I blinked away the tears as I drove. It took two days before I realized what I had just shared with everyone.

I had taken a healthy chunk of my pain and rendered it into a small magical pill exceeding no more than 1000 words. I hadn’t sugarcoated it or disguised it. I didn’t put a disclaimer. Maybe I should’ve. But hell, the cover of the story offered a hint, no?

I woke up the other day with Consolation of the Rose in my head. I found it there — I didn’t seek it out, brainstorm it or anything of the like. The idea merged with a Celtic myth (The Magic Rose) I had read about earlier and voila! A quick read with an emotional punch.

I have been accompanied throughout my writerly interests by an unwavering conviction that it is extremely difficult to write about things that have hurt you deeply.
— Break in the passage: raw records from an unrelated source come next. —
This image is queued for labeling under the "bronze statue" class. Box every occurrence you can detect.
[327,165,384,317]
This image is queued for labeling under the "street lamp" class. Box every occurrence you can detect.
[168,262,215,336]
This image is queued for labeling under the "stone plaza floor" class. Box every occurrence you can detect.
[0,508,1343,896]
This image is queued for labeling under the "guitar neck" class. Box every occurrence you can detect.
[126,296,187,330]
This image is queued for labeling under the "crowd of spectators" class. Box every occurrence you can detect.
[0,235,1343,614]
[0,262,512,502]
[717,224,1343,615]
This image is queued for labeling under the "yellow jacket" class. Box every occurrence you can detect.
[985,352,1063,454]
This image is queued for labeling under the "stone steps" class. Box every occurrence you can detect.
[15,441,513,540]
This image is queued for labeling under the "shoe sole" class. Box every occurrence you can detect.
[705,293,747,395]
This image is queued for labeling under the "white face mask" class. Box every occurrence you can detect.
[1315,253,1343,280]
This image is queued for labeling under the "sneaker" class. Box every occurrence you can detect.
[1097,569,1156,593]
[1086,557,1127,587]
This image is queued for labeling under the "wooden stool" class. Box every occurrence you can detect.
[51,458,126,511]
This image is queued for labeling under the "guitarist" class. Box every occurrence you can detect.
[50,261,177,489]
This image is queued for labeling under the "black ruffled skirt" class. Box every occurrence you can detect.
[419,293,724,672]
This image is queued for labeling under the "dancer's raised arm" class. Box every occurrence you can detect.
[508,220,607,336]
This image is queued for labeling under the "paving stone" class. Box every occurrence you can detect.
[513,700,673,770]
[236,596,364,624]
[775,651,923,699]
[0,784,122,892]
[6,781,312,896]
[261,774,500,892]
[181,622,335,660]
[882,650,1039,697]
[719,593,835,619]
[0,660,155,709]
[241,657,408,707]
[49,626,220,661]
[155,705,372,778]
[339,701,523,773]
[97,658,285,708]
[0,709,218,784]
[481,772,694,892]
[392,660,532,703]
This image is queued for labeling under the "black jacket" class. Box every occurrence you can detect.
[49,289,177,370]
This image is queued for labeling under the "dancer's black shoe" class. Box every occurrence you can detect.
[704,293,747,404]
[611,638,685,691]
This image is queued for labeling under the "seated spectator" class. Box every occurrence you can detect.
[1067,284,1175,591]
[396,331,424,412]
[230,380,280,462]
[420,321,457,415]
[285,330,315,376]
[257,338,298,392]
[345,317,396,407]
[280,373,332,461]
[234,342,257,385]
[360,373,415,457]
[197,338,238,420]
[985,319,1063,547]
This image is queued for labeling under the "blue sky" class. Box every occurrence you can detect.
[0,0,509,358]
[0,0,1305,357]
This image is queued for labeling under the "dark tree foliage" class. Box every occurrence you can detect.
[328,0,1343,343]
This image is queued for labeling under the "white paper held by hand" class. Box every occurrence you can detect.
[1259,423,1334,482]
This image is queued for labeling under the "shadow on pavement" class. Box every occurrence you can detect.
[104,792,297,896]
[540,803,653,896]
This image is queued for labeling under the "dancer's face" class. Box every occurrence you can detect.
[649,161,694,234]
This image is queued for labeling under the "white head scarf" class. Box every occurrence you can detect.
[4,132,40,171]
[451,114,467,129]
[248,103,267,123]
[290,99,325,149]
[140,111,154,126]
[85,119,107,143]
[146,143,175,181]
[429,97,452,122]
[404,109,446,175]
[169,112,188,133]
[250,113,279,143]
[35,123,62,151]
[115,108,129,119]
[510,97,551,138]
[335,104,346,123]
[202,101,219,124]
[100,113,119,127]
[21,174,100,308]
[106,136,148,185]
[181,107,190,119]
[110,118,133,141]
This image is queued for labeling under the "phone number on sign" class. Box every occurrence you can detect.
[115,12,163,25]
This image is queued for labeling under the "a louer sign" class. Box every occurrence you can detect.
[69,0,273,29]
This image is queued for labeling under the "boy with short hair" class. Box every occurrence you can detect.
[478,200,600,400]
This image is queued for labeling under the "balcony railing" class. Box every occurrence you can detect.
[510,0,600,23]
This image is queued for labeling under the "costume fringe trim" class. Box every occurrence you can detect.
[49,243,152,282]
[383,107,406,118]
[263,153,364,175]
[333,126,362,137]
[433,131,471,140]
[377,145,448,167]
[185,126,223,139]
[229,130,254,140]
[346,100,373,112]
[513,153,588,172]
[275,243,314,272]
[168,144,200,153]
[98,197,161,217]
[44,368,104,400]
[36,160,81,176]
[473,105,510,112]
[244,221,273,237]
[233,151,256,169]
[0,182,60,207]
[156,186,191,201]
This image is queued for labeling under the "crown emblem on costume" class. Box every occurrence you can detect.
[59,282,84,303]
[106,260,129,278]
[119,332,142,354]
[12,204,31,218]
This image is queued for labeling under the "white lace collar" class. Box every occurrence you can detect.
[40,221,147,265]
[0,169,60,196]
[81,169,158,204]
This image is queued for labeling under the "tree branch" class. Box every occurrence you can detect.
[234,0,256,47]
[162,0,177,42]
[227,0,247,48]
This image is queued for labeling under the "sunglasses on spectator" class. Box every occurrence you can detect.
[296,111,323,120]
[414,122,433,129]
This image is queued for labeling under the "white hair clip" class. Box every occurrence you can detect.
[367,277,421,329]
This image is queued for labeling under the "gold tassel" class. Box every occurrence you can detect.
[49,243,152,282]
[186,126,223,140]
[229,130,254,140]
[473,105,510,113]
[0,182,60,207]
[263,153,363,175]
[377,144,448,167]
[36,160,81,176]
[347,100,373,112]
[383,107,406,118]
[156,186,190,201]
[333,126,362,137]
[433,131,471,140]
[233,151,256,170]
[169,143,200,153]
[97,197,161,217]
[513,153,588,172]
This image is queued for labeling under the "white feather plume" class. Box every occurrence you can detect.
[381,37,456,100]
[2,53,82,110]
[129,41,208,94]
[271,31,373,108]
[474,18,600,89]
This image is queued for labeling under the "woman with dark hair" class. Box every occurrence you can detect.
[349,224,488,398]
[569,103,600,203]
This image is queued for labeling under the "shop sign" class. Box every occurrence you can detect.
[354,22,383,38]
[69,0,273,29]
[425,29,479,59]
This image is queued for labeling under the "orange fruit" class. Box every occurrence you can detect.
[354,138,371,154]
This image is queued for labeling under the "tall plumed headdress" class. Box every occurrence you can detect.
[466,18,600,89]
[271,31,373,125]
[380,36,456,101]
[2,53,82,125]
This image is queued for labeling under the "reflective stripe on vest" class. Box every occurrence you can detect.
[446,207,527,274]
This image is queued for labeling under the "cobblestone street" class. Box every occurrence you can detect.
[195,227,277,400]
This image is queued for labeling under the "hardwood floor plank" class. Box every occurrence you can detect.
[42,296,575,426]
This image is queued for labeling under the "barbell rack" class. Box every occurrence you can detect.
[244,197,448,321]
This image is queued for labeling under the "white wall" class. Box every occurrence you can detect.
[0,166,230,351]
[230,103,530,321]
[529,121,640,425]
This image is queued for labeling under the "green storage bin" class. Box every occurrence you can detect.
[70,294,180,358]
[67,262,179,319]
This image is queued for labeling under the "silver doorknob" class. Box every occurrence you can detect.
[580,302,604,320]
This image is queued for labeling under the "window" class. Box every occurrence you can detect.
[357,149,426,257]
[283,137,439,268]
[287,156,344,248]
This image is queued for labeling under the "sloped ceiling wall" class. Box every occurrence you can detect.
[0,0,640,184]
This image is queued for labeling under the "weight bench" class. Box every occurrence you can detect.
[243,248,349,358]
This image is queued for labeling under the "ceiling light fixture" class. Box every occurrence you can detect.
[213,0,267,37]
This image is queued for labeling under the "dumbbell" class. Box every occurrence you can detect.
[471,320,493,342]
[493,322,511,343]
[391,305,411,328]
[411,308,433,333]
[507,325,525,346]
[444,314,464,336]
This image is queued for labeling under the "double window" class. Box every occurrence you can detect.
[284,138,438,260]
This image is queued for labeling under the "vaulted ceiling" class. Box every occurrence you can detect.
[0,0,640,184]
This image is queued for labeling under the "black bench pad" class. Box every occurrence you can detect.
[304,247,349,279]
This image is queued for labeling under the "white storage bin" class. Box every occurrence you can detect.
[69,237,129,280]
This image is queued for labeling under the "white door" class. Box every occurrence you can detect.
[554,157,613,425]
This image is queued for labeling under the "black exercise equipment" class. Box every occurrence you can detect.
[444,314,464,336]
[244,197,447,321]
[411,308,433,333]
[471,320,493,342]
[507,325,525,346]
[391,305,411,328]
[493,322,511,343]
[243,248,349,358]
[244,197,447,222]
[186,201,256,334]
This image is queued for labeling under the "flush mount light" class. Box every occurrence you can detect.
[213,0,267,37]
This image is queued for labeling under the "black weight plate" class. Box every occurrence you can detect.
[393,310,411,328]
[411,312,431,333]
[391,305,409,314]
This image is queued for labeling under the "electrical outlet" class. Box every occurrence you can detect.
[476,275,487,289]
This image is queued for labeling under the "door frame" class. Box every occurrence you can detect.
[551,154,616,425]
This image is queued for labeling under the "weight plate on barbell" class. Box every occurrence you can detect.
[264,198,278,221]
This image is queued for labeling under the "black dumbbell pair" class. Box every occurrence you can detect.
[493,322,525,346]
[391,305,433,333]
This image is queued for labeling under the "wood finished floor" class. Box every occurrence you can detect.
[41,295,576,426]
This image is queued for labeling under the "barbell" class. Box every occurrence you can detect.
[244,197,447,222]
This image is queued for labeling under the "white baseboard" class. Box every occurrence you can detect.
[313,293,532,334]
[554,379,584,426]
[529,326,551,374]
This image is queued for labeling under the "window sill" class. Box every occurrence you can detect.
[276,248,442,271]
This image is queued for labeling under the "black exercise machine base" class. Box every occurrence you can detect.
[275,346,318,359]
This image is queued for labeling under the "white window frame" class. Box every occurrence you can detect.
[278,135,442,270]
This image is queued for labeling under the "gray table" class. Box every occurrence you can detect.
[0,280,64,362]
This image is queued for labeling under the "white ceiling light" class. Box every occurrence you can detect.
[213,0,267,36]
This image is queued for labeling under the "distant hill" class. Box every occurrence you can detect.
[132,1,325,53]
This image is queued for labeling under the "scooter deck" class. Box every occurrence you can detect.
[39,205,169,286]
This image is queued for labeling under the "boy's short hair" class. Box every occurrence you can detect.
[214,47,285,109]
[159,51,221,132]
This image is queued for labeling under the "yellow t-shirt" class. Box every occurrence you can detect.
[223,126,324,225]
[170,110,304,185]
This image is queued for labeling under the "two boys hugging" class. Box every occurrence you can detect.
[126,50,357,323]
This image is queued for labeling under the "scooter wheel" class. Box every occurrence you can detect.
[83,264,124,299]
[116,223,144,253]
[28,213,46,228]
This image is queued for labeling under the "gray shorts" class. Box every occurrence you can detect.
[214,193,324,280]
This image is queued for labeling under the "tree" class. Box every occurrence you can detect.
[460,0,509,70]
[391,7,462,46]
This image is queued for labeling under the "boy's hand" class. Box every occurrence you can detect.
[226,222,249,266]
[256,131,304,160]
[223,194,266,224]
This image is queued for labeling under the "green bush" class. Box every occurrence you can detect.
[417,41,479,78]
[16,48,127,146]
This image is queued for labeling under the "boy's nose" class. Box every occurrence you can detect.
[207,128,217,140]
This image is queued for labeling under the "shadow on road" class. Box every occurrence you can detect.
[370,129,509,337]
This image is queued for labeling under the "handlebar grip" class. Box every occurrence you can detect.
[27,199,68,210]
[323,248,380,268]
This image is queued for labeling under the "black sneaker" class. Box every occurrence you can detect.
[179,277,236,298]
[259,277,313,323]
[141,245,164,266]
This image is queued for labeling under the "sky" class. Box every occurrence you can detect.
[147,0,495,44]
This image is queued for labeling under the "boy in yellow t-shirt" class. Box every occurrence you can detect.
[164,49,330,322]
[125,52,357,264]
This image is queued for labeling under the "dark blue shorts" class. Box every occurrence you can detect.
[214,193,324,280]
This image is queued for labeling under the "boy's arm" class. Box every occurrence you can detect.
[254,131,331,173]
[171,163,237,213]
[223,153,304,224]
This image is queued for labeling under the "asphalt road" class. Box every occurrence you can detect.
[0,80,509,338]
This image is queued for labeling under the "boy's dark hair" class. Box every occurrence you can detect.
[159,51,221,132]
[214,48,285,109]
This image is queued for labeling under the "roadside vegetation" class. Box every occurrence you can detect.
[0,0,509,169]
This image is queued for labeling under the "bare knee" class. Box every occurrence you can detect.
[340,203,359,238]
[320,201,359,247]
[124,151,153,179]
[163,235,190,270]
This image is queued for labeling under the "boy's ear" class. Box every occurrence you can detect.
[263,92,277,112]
I still believe this to a fair extent, but I was able to circumvent this problem by evoking the point of view of my father instead of myself. He’s a simple man with complicated pain. Apparently the device worked well.

What you are saying

Two words keep coming up: “Capture” and “Beauty”. If I’ve managed captured beauty, then consider this story an evocative success.

It consoles me to be told that I captured so much in so little. The impact seems to have been heavy and immediate for readers who know me personally and for those who don’t. We all seem to know the same pain and share the same hopes.